Lo que realmente es indignante es que ahora todos parezcamos santos y digamos que es una cuestión de desadaptados, que el fútbol es un deporte para vivirlo en paz con la familia y que hay que judicializar a todos los hinchas. La realidad es que los mismos medios de comunicación se encargan de alimentar la agresividad y el odio cuando agigantan una rivalidad deportiva entre estos dos equipos. Cada “superclásico” algunos periodistas deportivos explican porque hay rencor entre hinchas azules y verdes, recordando aquel partido decisivo de cuartos de final en la Libertadores, final de Merconorte, los títulos de Pablo Escobar o los cientos de enfrentamientos entre Comandos Azules y Los del Sur.

 

Durante los ultimos años la violencia esta alejada de los estadios, las agreciones entre barras se presentan en las calles, carreteras y barrios. La solución a la violencia no es cancelar el fútbol o prohibir ingreso de hinchas con camisetas de los equipos, el problema es de todos, de la sociedad. Las familias carecen de inculcación de valores, instituciones educativas en barrios populares no funcionan y las oportunidades de tener vida digna y trabajo son nulas.
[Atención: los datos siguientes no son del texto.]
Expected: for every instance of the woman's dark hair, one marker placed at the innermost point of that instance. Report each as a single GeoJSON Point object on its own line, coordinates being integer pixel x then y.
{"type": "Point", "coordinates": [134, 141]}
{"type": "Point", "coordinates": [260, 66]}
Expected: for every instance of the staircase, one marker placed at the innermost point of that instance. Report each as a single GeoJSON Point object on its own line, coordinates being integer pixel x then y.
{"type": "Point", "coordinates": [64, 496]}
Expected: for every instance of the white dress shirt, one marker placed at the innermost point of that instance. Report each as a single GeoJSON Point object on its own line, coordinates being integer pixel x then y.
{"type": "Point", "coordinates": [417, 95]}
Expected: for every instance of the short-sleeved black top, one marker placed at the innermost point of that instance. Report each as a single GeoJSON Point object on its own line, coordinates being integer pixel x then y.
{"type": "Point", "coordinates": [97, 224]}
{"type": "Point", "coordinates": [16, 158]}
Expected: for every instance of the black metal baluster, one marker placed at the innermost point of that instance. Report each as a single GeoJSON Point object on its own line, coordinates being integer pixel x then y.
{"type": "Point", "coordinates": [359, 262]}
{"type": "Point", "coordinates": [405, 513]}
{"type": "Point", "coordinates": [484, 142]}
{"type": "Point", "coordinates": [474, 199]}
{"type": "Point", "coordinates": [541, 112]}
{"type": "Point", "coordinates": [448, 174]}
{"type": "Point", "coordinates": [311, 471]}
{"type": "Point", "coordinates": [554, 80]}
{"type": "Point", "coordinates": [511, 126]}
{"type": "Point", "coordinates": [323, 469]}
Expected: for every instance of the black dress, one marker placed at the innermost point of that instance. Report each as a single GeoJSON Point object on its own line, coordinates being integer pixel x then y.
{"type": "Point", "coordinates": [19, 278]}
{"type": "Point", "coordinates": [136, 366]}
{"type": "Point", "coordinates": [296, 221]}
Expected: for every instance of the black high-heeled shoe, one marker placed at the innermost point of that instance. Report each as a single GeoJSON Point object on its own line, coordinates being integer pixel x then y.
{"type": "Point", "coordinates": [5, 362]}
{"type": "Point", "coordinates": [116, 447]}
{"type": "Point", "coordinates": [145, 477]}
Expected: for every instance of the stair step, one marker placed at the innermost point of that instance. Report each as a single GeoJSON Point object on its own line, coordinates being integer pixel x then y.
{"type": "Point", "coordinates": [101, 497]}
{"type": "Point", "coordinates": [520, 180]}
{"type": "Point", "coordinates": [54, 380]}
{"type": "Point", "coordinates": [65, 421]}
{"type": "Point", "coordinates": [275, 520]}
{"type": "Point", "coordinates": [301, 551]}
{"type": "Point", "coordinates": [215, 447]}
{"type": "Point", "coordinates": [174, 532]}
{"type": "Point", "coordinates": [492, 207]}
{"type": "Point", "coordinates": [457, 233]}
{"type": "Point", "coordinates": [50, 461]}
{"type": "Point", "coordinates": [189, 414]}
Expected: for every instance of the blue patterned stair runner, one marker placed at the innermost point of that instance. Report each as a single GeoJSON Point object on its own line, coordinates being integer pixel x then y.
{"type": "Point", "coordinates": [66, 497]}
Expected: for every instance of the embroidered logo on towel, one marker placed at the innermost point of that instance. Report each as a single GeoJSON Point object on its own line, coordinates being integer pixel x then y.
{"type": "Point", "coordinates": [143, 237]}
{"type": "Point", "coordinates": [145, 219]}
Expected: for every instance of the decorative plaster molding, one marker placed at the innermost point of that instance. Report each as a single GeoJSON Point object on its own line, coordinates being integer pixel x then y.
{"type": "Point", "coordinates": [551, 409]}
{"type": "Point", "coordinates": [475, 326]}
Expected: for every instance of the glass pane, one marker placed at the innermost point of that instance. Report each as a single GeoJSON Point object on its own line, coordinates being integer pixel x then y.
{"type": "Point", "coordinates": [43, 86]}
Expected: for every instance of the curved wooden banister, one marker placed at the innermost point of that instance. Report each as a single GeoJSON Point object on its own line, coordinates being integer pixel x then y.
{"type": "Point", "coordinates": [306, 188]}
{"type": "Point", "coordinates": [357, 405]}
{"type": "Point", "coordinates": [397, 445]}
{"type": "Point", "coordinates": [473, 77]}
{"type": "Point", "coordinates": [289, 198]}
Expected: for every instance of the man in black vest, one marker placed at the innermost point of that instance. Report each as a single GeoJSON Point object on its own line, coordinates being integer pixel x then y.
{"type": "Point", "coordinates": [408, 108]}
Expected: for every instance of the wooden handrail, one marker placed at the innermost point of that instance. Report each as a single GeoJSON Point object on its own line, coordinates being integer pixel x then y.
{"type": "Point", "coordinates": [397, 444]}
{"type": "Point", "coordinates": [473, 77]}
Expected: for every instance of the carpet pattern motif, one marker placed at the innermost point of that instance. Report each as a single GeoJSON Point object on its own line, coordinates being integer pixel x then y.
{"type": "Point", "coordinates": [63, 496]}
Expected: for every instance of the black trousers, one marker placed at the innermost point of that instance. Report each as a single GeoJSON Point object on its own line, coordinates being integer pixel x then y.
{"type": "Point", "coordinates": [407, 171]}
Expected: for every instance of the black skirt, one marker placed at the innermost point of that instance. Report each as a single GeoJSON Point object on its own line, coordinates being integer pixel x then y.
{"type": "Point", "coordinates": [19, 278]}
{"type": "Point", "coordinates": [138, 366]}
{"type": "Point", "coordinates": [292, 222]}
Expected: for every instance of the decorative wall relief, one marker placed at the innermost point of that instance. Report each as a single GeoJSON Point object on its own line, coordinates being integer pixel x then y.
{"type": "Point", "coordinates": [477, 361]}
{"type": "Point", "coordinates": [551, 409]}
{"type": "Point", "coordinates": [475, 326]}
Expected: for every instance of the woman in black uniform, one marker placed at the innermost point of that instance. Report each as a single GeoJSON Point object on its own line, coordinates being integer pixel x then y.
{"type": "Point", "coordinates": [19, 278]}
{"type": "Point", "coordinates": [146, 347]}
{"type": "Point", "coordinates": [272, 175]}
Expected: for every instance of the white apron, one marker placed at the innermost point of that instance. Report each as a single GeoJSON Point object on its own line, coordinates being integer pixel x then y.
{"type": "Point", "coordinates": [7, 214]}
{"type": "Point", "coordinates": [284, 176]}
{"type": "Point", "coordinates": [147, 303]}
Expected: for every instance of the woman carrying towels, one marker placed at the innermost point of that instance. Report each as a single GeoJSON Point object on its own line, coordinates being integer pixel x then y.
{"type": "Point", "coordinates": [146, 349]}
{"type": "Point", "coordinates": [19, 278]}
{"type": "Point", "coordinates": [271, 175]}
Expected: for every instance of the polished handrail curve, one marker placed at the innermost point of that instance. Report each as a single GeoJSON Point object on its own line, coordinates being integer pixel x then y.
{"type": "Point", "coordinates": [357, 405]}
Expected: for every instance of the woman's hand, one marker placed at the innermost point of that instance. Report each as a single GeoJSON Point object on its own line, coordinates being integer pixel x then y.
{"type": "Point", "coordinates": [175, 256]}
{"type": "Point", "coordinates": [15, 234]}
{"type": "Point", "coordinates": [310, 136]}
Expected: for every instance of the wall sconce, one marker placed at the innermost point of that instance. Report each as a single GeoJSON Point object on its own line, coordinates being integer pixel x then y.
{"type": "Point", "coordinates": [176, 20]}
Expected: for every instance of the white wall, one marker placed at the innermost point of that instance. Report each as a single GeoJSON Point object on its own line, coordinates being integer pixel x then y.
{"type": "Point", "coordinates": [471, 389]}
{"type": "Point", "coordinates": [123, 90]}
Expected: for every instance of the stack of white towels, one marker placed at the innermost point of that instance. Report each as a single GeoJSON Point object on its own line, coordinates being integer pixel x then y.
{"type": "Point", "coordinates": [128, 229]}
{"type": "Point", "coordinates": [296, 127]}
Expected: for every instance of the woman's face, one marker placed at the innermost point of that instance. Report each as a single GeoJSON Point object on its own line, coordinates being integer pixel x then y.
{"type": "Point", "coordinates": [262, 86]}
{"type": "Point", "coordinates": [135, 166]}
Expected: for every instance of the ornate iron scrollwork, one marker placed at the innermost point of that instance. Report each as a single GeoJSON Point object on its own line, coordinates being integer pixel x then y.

Las drogas y sentirse identificados con personas de la misma realidad que siguen a un equipo de fútbol es una salida lógica para ellos.

 

Atacar a una persona con la camiseta del equipo rival no es solo una cuestión de intolerancia, hay muchos factores en juego como descargar el odio y sentirse aceptados. En algunas oportunidades para ascender jerarquicamente en busca de poder y algún dinero.

 

Para colmo de males, las mujeres se creen las más sabias en el tema. La gran mayoría piensa que el fútbol es solo un juego y que la gente que se pelea por solo el color de una camiseta es descerebrada. No entienden que algunas personas ven el fútbol y la pasión por sus equipos como la única motivación de vida o que incluso la violencia generada por los barras es una lucha de poderes entre ellos por la plata que reciben de parte de la dirigencia de sus equipos.

 

Pero para los que encontraron el tema de conversación de moda en sus clubes, bares de la T o restaurantes de la 93; después de las muertes de la estación de Transmilenio de Ricaurte, se les debe advertir que aquellos jóvenes no pudieron tener estudio, las pandillas son su única familia y su violencia es producto de un imaginario creado por los medios de comunicación para incrementar el morbo futbolístico.